Digital media is ideally suited to storytelling, whether it takes the form of static images, animated GIFs, or videos. Traditional media limits brands to bite-sized ads that may not hold the viewer’s attention, but online, consumers routinely view and share viral videos several minutes long. Bounty’s recent video profile of Ken Delmar, an artist who uses the brand’s paper towels as his canvas, is 2:56 minutes in length, yet the story is engrossing and the delivery feels authentic. The video has already been viewed more than 750k times on YouTube, and has received a heap of consumer praise. Would viewers react the same way to a Bounty ad on TV?

It isn’t just that digital content is interesting; it’s timely, too.
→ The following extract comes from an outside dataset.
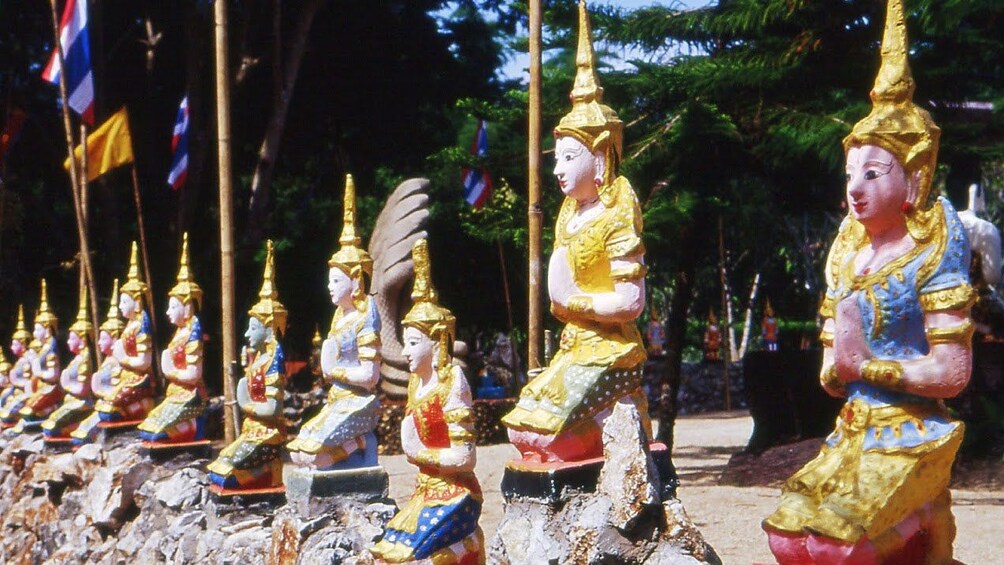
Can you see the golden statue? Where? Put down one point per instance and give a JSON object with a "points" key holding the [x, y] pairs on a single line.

Oreo will forever have a place in the branding hall of fame for its impeccable Super Bowl and Royal Baby tweets (the latter read “Long live the cream”)–but let’s not forget that both posts were strategically consistent with Oreo’s offline campaign. Fischer-Price recently launched a series of lovely holiday-themed videos highlighting its line of toys for babies. Though the videos live online, they’re part of an overarching brand campaign.

As networks, publishers, and ad agencies compete for media dollars, one might think this a case of “us against them.” For all of its merits, digital content can require a hefty investment, and that can potentially lead to reallocating funds from traditional buys. Yet the Web excels at harmonizing with offline campaigns. Online content can up the ante for viewers by riffing on familiar brand themes, while delighting users with new material and methods of ad delivery. It can deepen the consumer-brand connection. If when we create content for the Web we make it cooperative, it won’t just absorb users online, but underscore the marketing efforts underway everywhere else.

The best online initiatives, whatever form they take, give a nod to brand communications as a whole. For marketers, there’s nothing better than that.